Shores used the steering problem trick again on August 2, 1986, when he abducted and raped 16-year-old Tara in Mentone before releasing her in Mordialloc.

DNA obtained from an exhibit stored in the freezer also recently linked a car thief to a rape committed almost 26 years ago.
Police are today appealing through the Herald Sun for help to try to identify that man.
The rape and the car theft were both committed in Warrnambool and evidence suggests the offender is probably a Warrnambool local.
What police are hoping is that while some who know him might not be prepared to dob him in over the car theft they might report him now DNA has linked him to a rape.
The unknown offender’s DNA has been on the DNA database since it was found in the stolen car in 2004.
But the DNA from the 1988 rape was only added to the database recently as it was one of hundreds of previously untested old crime scene samples which were stored in a freezer at Victoria Police’s forensic services department.
DNA has recently been extracted from those exhibits and put on the national DNA database.
That was how police linked DNA from the rape in 1998 with that from the car stolen in 2004.
Victoria Police sex crimes cold case squad detective Deb Bennett believes it is likely there are people in Warrnambool who know the offender.
Det-Sen-Sgt Bennett said the rape victim, 21, left Warrnambool’s Lady Bay Hotel about 9pm on December 26, 1988.
She accepted a lift from the offender at the intersection of Banyan St and Raglan Parade.

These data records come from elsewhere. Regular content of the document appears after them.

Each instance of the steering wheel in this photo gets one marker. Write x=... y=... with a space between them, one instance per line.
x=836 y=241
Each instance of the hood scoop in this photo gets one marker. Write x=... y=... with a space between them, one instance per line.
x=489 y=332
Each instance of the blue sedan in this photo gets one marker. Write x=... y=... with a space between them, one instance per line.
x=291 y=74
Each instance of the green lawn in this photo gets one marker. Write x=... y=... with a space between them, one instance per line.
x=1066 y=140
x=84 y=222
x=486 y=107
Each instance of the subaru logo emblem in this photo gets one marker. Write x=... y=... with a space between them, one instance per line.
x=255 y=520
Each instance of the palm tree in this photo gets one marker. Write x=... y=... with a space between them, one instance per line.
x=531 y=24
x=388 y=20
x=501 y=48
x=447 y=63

“The offender drove to a nearby deserted area and sexually assaulted the woman inside his car after threatening her with a knife,” Sen-Sgt Bennett said.
“He sexually assaulted her again outside the car after she escaped for a short time.”
Sen-Sgt Bennett said the victim described her attacker at the time as being Australian, aged between 20 and 30, 170cm-180cm tall, with a dark complexion and dark coloured wavy hair cut short over the ears.
The offender stole a green 1985 Holden sedan from a car park in Merrivalo Drive, Warrnambool on October 25, 2004 at 9.30pm.
The car was found the following day on a forest track near Wangoon Rd, Framlingham and the offenders DNA was then extracted from it to be stored on the database.